Snowy road, check. Traction Control off, check. Turn the wheel, liberally apply power, and then counter-steer the power-on drift. Did I mention that we’re doing this in a Camry?
While all-wheel drive isn’t new to the Camry, this is the first time it’s been applied in nearly three decades and, while power slides are fun, this system is intended to make the already efficient and practical Camry even more capable in foul weather. It’s a result of customers’ increasing preference towards AWD and the engineering team’s ability to successfully adapt chassis structures and powertrain components from the AWD RAV4 while preventing any intrusion into cargo or interior room and minimizing the impact on fuel economy.
The electromechanical clutch mounted at the rear differential is automatically engaged during strong acceleration or when wheel spin is detected. Otherwise, it allows the rear axle to spin freely for improved fuel efficiency. This particular Camry XSE with AWD earns an EPA-estimated 25 mpg city, 34 highway, and 28 combined which are 2,3, and 4 mpg points below the front-wheel-drive model, respectively, and averages out to $150 more in fuel per year. The AWD drivetrain adds $1,400 to the bottom line of this XSE trim – about what it costs in the RAV4, which was designed from the get-go to accommodate AWD. Bottom line, Toyota’s disciplined engineering mindset has proven its worth as the Camry chassis was quickly adapted without significant engineering costs.

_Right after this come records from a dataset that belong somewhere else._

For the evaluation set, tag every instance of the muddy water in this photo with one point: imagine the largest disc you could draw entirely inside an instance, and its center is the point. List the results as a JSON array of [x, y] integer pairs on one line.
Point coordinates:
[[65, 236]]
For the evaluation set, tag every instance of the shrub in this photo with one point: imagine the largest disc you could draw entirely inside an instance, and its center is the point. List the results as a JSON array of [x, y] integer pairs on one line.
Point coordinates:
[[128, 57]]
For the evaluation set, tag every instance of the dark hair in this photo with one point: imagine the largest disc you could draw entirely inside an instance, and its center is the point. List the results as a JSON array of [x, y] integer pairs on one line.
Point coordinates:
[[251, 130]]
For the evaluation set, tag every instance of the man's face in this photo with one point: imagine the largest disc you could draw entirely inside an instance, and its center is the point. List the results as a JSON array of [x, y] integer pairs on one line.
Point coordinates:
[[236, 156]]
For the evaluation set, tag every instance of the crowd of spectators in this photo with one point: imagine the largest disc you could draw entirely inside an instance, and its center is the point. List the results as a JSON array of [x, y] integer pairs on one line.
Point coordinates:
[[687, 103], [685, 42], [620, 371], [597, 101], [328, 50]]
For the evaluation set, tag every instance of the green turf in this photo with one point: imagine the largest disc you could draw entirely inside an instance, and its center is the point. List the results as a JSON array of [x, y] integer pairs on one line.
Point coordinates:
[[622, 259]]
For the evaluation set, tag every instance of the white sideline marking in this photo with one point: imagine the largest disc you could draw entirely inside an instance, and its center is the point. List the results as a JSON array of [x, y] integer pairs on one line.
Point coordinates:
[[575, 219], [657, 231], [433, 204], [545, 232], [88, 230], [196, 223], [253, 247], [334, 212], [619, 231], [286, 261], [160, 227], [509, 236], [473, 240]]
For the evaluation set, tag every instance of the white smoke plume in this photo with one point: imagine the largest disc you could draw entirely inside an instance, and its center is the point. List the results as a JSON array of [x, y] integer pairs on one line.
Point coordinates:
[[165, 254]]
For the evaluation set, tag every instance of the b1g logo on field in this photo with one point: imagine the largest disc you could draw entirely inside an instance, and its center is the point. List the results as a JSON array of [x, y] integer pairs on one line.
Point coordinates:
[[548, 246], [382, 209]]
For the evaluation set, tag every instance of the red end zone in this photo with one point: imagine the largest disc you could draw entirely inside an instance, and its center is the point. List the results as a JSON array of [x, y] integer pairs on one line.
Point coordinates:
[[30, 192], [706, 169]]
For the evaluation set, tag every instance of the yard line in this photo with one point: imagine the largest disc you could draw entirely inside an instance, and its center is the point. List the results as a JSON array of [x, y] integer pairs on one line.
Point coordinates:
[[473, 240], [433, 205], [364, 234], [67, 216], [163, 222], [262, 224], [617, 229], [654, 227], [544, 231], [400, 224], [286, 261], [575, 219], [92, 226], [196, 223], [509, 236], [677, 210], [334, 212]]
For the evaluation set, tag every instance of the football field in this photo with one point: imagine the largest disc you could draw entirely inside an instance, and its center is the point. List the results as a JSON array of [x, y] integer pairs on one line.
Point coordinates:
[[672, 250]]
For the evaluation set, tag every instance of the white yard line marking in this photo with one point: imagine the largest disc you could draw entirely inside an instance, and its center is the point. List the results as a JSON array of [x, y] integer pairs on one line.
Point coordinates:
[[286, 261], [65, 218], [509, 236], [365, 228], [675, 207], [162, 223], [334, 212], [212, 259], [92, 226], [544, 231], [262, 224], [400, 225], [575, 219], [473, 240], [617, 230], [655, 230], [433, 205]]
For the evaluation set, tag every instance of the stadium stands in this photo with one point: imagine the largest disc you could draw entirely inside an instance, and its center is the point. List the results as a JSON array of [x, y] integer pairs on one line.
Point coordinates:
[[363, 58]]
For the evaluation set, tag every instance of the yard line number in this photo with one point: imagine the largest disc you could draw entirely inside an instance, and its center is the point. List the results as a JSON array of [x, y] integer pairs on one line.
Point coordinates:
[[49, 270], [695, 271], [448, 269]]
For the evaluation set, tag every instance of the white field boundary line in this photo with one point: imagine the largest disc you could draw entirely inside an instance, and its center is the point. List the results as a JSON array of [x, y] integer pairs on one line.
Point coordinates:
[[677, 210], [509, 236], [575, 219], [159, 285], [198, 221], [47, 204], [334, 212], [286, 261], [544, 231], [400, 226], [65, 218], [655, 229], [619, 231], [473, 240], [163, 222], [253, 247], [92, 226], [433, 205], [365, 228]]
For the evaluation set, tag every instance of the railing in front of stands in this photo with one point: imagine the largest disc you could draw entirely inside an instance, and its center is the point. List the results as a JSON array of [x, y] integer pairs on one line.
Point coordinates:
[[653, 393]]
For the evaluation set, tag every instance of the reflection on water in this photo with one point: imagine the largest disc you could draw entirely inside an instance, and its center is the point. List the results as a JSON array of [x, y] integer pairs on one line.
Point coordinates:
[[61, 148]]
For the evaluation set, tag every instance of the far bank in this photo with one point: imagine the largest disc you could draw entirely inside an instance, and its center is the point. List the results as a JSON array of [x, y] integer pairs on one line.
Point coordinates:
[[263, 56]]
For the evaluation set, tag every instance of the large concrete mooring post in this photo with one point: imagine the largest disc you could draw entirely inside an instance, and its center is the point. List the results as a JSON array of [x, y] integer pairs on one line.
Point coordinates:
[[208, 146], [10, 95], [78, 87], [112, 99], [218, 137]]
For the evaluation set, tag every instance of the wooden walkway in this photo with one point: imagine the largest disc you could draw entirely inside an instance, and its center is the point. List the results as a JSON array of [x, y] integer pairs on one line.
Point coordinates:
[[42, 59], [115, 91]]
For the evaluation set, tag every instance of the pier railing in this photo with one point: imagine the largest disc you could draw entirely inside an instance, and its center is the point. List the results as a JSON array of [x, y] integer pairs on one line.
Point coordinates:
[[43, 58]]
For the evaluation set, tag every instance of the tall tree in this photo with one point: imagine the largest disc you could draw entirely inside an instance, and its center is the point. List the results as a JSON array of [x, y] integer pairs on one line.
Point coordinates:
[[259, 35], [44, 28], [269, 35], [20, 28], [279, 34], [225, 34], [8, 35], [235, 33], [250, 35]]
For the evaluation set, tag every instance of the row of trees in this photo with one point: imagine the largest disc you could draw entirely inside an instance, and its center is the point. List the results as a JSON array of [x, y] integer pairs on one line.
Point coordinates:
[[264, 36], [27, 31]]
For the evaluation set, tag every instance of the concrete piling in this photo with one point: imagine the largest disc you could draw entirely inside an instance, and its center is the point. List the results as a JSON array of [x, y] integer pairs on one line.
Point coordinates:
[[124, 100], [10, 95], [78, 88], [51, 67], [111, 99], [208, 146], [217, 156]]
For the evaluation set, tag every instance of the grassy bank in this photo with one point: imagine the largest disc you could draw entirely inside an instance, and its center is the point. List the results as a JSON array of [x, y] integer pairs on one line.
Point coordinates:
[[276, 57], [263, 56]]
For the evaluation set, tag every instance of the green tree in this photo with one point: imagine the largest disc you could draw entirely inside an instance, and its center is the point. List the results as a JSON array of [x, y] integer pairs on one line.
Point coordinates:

So how does this beacon of engineering prowess perform in the real world? A day trip to Breckenridge served as a testbed for the stalwart Camry’s all-weather capabilities. Heading from a warm, sunny, and dry day in Denver to the frigid air and snow-covered mountain roads proved the merits of the Camry’s flexible system.
While 205 horsepower isn’t an overwhelming figure for the front tires to handle on dry pavement, throw in an off-camber parking lot ramp and some moderate throttle and the inside wheel will likely spin. Not so with the Camry’s AWD system which instantly and seamlessly engages to accelerate it up to speed without fanfare. It also cruises on the highway and navigates parking lots without any hint of the added hardware underneath. There are no extra vibrations, gear whine, or tight-turn binding that plagues some lesser systems.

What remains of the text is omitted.